Courtesy of Kadie Threloff
DeKALB – In 1972, students and faculty began a planning committee for a Women’s Studies Program at the university. In 1981, the plan was approved and the first Women’s Study course was offered during the fall semester. As of 2020, NIU began to offer a Women’s, Gender and Sexuality Studies Major.
“I think the Center for the Study of Women Gender and Sexuality includes the study of women from a very diverse perspective and also includes the study of LGBT people, so that’s one issue that I think is important in contemporary time,” acting director Jessica Reyman said. “The other issue I guess that I would highlight today is raising the visibility and allowing us to see the importance of Black feminism, as we collectively work toward anti-racism and anti-sexism.”
The program has evolved since Amanda Littauer, associate professor in the Center for the Women, Gender and Sexuality and History, began in 2009. She said via email since her joining, the Women’s Study Program became the Center for the Study of Women, Gender and Sexuality to also incorporate LGBT studies.
“This broad scope reflects the state of the field nationally and positions us to be able to teach about and contribute to conversations at NIU about how sexism, heterosexism, and cisnormativity – the privileging of cisgender, or non-transgender, experience and subjecthood – intersect with white supremacy, ableism and other systems of dominance to limit the life chances of marginalized people,” Littauer said via email.
Harvey Green, junior psychology and women’s, gender and sexuality major, is glad to be a part of history by being one of the first eight students to pursue the major.
Celebrating the history
The faculty of the center is taking the time to reflect on its history and thinking about the future during the celebration of the 40th anniversary, Reyman said. They are in the middle of revising their mission statement to reflect what Women’s and Gender Studies are at this time.
“The Center for the Study of Women, Gender, and Sexuality is preparing a media and event series showcasing the program’s long and impressive history.

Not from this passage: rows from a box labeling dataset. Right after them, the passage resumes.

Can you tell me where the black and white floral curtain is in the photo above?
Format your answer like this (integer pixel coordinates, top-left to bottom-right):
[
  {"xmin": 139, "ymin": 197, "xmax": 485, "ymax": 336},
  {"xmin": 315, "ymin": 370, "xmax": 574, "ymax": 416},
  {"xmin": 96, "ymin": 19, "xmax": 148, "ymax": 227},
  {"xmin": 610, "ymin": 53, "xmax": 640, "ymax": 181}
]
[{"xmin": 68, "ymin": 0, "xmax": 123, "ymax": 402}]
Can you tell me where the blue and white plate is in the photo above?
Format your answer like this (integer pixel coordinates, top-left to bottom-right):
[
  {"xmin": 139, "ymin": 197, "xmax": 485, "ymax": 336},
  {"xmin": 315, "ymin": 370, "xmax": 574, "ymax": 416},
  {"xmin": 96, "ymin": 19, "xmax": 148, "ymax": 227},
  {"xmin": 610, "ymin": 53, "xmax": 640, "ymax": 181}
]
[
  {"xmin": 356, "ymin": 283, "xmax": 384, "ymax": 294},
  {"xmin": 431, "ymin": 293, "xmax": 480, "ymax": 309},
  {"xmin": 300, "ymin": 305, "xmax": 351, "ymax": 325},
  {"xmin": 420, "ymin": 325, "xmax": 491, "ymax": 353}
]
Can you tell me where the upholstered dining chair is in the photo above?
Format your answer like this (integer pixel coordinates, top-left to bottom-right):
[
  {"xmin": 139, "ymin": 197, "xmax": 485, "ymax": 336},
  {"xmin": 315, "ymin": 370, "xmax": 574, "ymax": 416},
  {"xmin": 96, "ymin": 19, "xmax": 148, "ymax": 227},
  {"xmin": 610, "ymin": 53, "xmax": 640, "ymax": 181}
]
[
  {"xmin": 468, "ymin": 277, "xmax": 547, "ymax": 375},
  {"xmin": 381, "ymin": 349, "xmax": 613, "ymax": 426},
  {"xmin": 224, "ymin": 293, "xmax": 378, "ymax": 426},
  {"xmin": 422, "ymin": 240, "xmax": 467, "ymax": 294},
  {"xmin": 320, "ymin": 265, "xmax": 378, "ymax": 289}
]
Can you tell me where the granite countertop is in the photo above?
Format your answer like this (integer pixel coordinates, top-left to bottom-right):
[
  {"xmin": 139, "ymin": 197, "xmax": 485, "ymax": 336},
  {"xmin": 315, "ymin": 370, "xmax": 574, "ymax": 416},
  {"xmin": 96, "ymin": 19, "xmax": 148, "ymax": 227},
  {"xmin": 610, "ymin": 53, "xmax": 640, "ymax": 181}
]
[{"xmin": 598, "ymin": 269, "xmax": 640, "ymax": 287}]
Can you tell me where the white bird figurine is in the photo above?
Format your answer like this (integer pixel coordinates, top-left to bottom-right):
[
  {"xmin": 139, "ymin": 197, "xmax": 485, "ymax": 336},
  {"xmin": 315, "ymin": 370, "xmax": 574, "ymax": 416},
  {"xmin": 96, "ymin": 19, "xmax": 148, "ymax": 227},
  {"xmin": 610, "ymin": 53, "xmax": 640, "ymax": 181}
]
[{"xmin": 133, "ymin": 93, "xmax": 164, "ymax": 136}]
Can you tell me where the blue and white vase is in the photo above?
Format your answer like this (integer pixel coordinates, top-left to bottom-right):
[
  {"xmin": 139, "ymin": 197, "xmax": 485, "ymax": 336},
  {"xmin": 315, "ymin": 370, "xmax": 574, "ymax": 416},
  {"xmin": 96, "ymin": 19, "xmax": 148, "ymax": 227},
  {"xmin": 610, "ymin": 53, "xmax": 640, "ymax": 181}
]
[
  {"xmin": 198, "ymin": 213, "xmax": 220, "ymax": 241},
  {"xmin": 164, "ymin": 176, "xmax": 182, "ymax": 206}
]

Based in part on oral history interviews and archival documents, we are creating an interactive timeline,” Littauer said via email. “We also have our annual CSWGS Student Research and Artistry Symposium in April, which is part of our celebration.”

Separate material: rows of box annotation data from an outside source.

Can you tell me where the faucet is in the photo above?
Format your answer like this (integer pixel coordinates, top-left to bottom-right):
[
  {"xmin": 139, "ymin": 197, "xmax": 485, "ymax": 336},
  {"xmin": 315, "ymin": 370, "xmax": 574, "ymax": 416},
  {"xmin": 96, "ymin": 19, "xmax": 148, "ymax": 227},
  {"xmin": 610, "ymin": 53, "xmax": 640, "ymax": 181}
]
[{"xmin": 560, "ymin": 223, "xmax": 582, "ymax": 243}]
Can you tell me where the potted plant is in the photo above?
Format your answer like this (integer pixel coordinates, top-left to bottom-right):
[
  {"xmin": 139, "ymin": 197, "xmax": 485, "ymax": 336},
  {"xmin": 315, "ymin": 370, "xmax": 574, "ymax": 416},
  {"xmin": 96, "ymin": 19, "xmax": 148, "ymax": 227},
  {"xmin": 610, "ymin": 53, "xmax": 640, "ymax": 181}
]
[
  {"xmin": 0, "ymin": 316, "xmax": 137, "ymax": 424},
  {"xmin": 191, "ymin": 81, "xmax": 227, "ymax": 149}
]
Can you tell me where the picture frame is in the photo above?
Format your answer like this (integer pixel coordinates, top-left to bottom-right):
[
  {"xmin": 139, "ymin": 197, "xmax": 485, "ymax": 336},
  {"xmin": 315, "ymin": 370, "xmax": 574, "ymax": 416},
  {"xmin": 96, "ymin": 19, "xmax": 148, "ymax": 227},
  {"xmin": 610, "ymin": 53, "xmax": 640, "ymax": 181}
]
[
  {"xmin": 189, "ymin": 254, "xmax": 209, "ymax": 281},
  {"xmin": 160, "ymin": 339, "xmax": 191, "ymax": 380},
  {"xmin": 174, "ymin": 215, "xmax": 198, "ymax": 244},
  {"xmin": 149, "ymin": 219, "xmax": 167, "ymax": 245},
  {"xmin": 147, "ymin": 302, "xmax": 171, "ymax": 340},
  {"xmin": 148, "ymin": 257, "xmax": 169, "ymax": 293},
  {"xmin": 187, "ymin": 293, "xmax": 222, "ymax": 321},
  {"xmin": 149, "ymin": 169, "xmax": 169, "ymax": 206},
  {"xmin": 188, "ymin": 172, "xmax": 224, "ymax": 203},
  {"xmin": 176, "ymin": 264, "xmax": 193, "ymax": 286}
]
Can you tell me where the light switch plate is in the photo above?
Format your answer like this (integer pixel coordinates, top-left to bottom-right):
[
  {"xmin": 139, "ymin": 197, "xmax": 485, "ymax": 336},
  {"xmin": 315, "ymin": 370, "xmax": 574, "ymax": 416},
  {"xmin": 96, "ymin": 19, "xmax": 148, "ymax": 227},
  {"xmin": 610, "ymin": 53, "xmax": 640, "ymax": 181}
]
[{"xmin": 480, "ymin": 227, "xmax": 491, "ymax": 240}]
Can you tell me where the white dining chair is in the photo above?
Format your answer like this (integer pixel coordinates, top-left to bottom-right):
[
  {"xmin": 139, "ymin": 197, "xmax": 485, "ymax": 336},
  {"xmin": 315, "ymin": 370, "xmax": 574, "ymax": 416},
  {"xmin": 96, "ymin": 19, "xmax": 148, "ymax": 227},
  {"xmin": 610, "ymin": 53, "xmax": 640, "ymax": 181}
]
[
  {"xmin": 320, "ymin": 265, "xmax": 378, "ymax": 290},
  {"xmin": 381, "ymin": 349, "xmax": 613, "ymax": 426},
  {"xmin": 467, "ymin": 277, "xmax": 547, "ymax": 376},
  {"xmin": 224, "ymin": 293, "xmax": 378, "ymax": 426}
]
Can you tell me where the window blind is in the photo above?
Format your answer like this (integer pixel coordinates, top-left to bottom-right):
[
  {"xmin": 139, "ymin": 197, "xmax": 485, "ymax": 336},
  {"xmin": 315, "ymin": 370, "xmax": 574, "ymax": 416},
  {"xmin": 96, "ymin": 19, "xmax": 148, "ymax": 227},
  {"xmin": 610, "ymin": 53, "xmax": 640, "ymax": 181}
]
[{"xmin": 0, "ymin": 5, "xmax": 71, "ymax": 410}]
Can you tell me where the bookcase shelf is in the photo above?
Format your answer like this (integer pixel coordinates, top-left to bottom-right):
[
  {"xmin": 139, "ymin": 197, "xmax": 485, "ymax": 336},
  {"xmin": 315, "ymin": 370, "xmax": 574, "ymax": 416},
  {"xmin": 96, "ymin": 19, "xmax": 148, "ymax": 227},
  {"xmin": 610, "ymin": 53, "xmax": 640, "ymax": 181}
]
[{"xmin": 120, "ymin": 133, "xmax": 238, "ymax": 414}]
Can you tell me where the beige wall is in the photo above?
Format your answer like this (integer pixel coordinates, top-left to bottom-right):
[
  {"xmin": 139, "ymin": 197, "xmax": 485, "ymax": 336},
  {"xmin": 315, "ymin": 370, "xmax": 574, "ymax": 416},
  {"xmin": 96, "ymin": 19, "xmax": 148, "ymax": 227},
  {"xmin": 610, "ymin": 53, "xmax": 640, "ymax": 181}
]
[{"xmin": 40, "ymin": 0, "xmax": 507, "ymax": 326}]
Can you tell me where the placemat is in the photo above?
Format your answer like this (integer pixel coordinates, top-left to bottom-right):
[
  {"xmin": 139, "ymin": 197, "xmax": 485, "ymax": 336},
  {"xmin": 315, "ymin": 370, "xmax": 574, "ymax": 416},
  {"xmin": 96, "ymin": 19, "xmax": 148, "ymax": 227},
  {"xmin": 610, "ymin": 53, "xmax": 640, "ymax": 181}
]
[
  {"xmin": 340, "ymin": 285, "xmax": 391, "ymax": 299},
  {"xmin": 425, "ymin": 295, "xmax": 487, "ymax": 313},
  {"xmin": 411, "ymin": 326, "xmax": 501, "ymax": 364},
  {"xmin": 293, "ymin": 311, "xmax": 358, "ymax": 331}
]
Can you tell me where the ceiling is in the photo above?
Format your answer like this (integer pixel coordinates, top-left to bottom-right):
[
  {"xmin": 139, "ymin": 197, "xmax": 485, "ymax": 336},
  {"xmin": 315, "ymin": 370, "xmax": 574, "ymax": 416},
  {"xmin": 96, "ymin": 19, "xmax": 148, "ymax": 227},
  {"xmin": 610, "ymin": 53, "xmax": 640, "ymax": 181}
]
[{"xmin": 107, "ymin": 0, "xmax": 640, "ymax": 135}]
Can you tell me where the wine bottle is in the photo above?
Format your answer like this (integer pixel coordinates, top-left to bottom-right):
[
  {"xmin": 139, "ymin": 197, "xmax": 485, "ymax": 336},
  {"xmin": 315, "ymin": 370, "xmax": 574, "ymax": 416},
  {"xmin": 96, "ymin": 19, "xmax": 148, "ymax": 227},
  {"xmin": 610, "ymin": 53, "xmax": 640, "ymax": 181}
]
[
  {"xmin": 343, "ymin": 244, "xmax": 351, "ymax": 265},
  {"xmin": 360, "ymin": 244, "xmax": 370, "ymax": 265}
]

Chynar Amanova, doctoral adult and continuing education major, will be speaking at the Student Research and Artistry Symposium on April 7.
The center’s importance
Students Emily Brown, sophomore computer science and women’s, gender and sexuality major, Amanova and Green who are a part of the center said their classes provide a new perspective and enhance their education.
“I think computer science is definitely one of those fields that could use more diversity and more representation, more understanding of just the humanities in general, and I think like women’s studies, queer studies, all of that stuff is a super great (thing),” Brown said. “I think it’s a wonderful thing to have, going into that field just to bring that diversity into it and to bring that perspective.”
Amanova said the program promotes awareness that she hopes to spread to her students in her home country, Turkmenistan.
“Coming from a developing country, I value the knowledge and education to develop myself academically and professionally, so that I can further investigate the issues regarding women’s struggle with society,” Amanova said.
Green plans to combine what they learn through the women’s study program in their future career.
“I am looking to become a counselor and, you know, I, as a queer trans person myself, I know that the kind of approach that I want to take to counseling is something that is intersectional and recognizes identity— particularly queer identity,” Green said.
Littauer teaches a survey class of 50 to 100 students almost every year. She said she loves seeing a lightbulb go off in students when they realize they are something more than what scholars have identified.
“Helping students learn to use these theoretical lenses to see themselves and their worlds in a new light is incredibly meaningful, every single semester. The work that we do in the program matters, and I’m grateful to get to do it,” Littauer said via email.
Courtney Gallaher, associate professor in the Center for the Women, Gender and Sexuality and Geography, said the center is important to her because it allows her to do engagement projects with her students.
“Being part of an interdisciplinary center, particularly one that’s focused on gender and social justice issues, has been a really fulfilling thing to be part of because we do really interdisciplinary research, very supportive of each other and like genuinely cares about our students and their well-being,” Gallaher said.